A confronto diretto con l’arte del passato, le opere dell’intramontabile maestro spagnolo dimostrano ancora una volta la loro feconda vitalità. Un incontro-scontro di corpi e di forme, tra solennità e – serissima ‒ parodia.
Insuperabile Picasso. E intramontabile. Ogni sua mostra suscita nel visitatore sensazioni che sembrano ogni volta inedite, intellettive e allo stesso tempo sensuali. Una recente, efficace descrizione del turbamento che suscitano le opere del maestro spagnolo (Malaga, 1881‒Mougins, 1973) è Le peintre dévorant la femme di Kamel Daoud (edizioni Stock, Parigi, 2018): lo scrittore algerino ha passato una notte al Musée Picasso di Parigi e, nel riferire la sua esperienza, discetta sulla visione del corpo femminile che emerge dai lavori esposti. Fusione e lotta, armonia e guerra di forme, convivenza e “cannibalismo”…
Anche nella mostra Picasso Metamorfosi, al Palazzo Reale di Milano nell’ambito del ciclo Picasso Mediterranée, il corpo è il vero protagonista, nonostante il tema sia il raffronto con l’antico e il classico.
CANNIBALISMO
Attraverso confronti non banali, tra citazioni dirette e ispirazioni, ciò che emerge è una sensazione di feconda vitalità. Una sorta di inedita conciliazione, stranamente pacificata anche se tumultuosa, tra principio di piacere e pulsione di morte.
Nel “cannibalismo” ci si imbatte sin dalla prima sezione, quella sul bacio. Il contatto delle labbra implica l’assorbimento dell’altro, una fusione inglobante. Si passa poi al confronto con il classico e la mitologia, con figure come Arianna e il fauno ‒ personaggio trasversale, quest’ultimo, dell’intera opera picassiana, malizioso e saggio, fatalista e vitalista.
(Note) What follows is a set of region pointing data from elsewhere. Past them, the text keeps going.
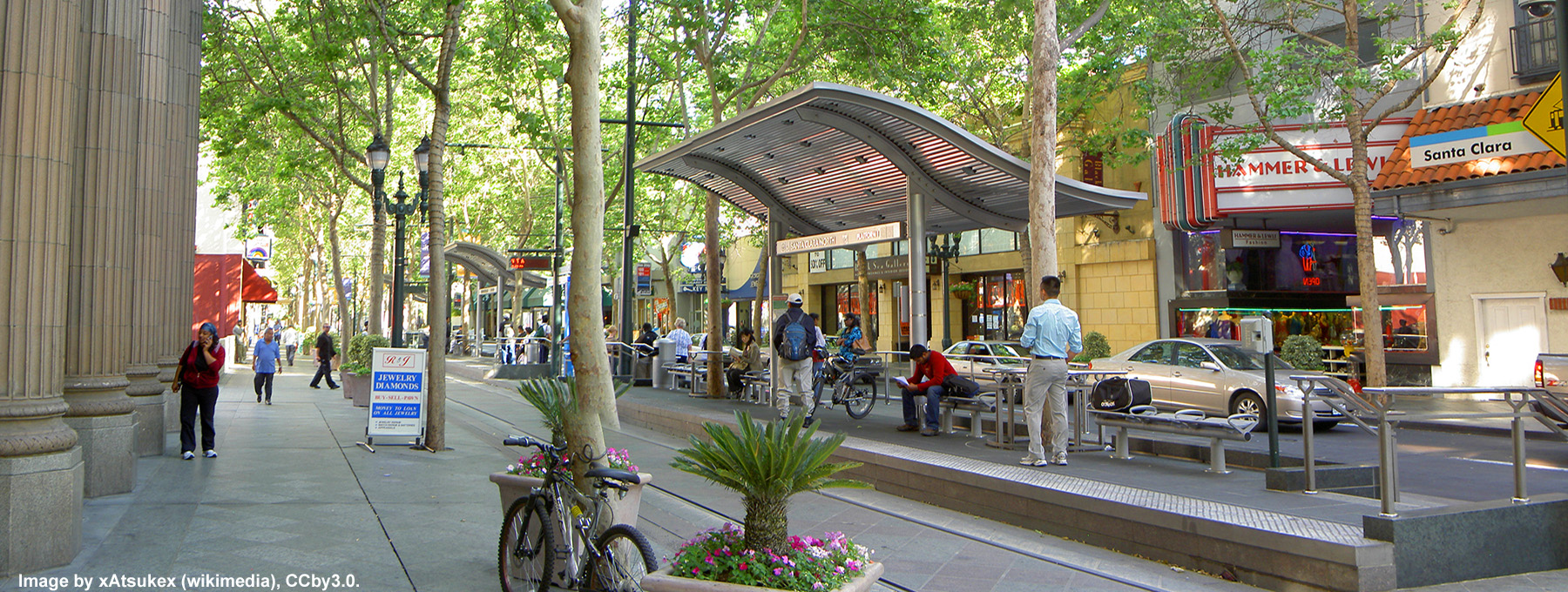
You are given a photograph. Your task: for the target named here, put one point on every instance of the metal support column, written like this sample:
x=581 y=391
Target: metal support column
x=919 y=313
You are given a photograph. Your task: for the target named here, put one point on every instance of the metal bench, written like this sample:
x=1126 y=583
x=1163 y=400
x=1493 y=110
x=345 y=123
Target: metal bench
x=982 y=403
x=1187 y=421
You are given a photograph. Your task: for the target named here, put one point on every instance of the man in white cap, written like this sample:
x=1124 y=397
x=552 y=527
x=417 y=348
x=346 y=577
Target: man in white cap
x=794 y=337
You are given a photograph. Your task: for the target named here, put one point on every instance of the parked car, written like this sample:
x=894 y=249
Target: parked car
x=1550 y=372
x=974 y=359
x=1219 y=378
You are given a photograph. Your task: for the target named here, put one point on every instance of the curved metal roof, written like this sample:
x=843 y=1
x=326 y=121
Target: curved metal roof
x=836 y=157
x=488 y=264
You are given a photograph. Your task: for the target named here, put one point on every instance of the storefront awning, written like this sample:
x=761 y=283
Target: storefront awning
x=254 y=287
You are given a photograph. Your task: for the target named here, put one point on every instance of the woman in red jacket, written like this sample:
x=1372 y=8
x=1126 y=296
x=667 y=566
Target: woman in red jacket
x=198 y=376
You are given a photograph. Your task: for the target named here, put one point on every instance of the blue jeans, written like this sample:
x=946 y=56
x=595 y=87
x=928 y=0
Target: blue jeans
x=933 y=411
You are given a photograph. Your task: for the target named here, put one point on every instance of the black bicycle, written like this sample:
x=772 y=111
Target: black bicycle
x=557 y=514
x=852 y=384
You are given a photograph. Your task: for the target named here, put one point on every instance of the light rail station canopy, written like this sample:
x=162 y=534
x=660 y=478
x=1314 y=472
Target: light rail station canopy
x=830 y=157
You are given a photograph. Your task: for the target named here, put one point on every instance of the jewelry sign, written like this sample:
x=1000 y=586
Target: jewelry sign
x=397 y=394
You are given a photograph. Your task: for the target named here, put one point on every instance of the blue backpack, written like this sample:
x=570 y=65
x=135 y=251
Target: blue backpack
x=797 y=340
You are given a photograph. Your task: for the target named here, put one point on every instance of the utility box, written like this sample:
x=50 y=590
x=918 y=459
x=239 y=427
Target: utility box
x=1256 y=334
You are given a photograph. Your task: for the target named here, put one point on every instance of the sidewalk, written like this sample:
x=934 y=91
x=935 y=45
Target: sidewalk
x=292 y=495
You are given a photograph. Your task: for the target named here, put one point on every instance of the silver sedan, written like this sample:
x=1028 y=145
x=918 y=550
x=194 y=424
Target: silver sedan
x=1215 y=376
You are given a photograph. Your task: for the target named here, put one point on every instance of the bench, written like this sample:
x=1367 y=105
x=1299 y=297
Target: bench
x=982 y=403
x=1187 y=421
x=678 y=372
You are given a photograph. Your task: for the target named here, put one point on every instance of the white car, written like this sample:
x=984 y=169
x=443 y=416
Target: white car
x=1219 y=378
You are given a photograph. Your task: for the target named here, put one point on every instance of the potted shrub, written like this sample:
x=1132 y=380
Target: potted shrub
x=1095 y=346
x=554 y=398
x=766 y=464
x=1301 y=351
x=356 y=368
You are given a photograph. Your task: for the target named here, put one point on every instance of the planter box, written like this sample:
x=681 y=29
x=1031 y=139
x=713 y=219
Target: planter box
x=356 y=387
x=664 y=582
x=517 y=486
Qui la figura della donna seduta o stesa vive ogni volta diversamente in variazioni angolose o tondeggianti, fusionali nel rapporto tra figura e contesto. E poi ecco una lunga sezione sul rapporto tra Picasso e il Louvre, dai d’après giovanili alle sculture ispirate agli idoli cicladici.
AUTOPARODIA
Le ultime sale sono dedicate alle ceramiche, opere giocose ma niente affatto episodiche, presentate in quantità e affiancate a esemplari antichi per sottolinearne il debito nei confronti della ceramica etrusca e greca.
Quanto più le opere picassiane si avvicinano all’originale, tanto più il gioco intellettuale si fa complesso. Si entra nel regime della parodia, nel senso più alto possibile del termine. Parodia preventiva, nei confronti del cliché in cui è possibile incorrere quando si pratica una citazione (e Picasso, già contemporaneo, già postmoderno, ne è sempre, da subito consapevole). E parodia retrospettiva, ovvero autoparodia.
Una mostra da vedere dunque, nonostante le sale del Palazzo Reale costringano a una trattazione un po’ troppo lineare. L’allestimento fa comunque vivere in prima persona il dialogo con l’antico, senza scadere nel gioco delle consonanze e del confronto puramente iconografico. Le opere di grande livello e sorprendenti, poi, non mancano.